The invention relates to a method and a device for camera-based monitoring of machines having mobile machine elements for collision prevention.
Modern industrial robots which move at considerable speeds may cause serious damage both to persons in the vicinity, the robots and to the work-pieces handled by them. This can lead to costly production stoppages. The safety of persons who interact with the automatically operating robots is has to be given the highest priority. In modern industrial robots or other machines with mobile machine elements, the movement of which represents a risk to persons and other objects, protective devices must therefore be used to prevent a collision taking place between the moving machine element and the object. To this end it is usually sufficient to bring the machine to rest before accidental contact takes place. The time from the shutdown command until it is at rest is referred to as the stopping time, and it determines the distance to be kept away from it.
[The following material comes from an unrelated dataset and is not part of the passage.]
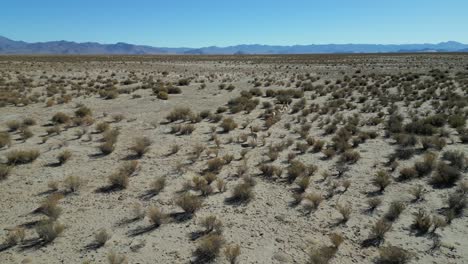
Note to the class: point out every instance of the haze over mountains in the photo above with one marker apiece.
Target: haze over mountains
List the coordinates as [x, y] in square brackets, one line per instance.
[8, 46]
Various sensors and evaluation methods to safeguard machine elements are known from the prior art. The simplest option consists in surrounding the machine with a fixed cage whose entrance (for example a door) is coupled to sensors so that the machine is stopped when the cage is entered. If there is a sufficient distance between the entrance and the moving machine, the latter will already be at rest before a person can come in contact with it.
Light barriers and light curtains which are arranged in the space around a moving machine and which transmit a shutdown signal to the machine when a light beam is interrupted, are widespread, but the design outlay is relatively high since the light emitters and sensors must be aligned accurately with one another.
German published patent application DE 103 58 770 A1 describes a safety system with which a machine and its vicinity can be monitored by a system comprising a plurality of cameras. The spatial position of object points in space can be determined by triangulation from synchronously recorded images. The machine is to be shut down if an amount of points lie in a previously defined volume. In contrast to the use of light barriers and arrays, virtually any volumes can be monitored in this way. Such volumes are static, however, and they can be activated or deactivated merely by program control.
In order for the distance between a person and a moving machine to be configured flexibly, German published patent application DE 102 26 140 A1 proposes to determine the present and prior articulation settings and articulation speeds for each individual robot articulation, and to derive a prediction from this relating to the configuration of a movement path of the robot during the stopping time. When deriving the movement path in the period of the stopping time, knowledge is also employed relating to the maximum speed and maximum negative acceleration of the moving machine components. In order to achieve real-time capability of the system despite the usually large number of parameters to be considered, it is proposed that the current stopping time and therefore the current stopping distance should be ascertained by means of a neural network. The distances between the mobile parts of the robot and persons/objects in its vicinity are recorded by means of sensors and are correlated with the ascertained stopping times or distances, so that a shutdown signal can be generated in the event of a collision risk.
Another safety system for an automatically operating machine is described by German published patent application DE 103 24 627 A1. Safety zones defined around the machine and monitored by sensors fitted on the machine are in this case adapted to the known instantaneous and future movement behavior. In the event that a person enters one of the safety zones, an estimate is made from the direction in which they are looking or from their movement behavior as to whether the entry into a safety zone is intentional or accidental. In the event of intentional entry, which is usually associated with planned intervention by the person with the working machine, the safety zones are modified.
In order to be able to estimate the correct stopping time or dimensioning of the safety zones at any time, in the methods known from the prior art it is necessary to employ data provided by the machine or its control program. This is possible only if the machine has a suitable data interface, via which all data required for dynamically safeguarding the machine are available. Often, however, such an interface is not available.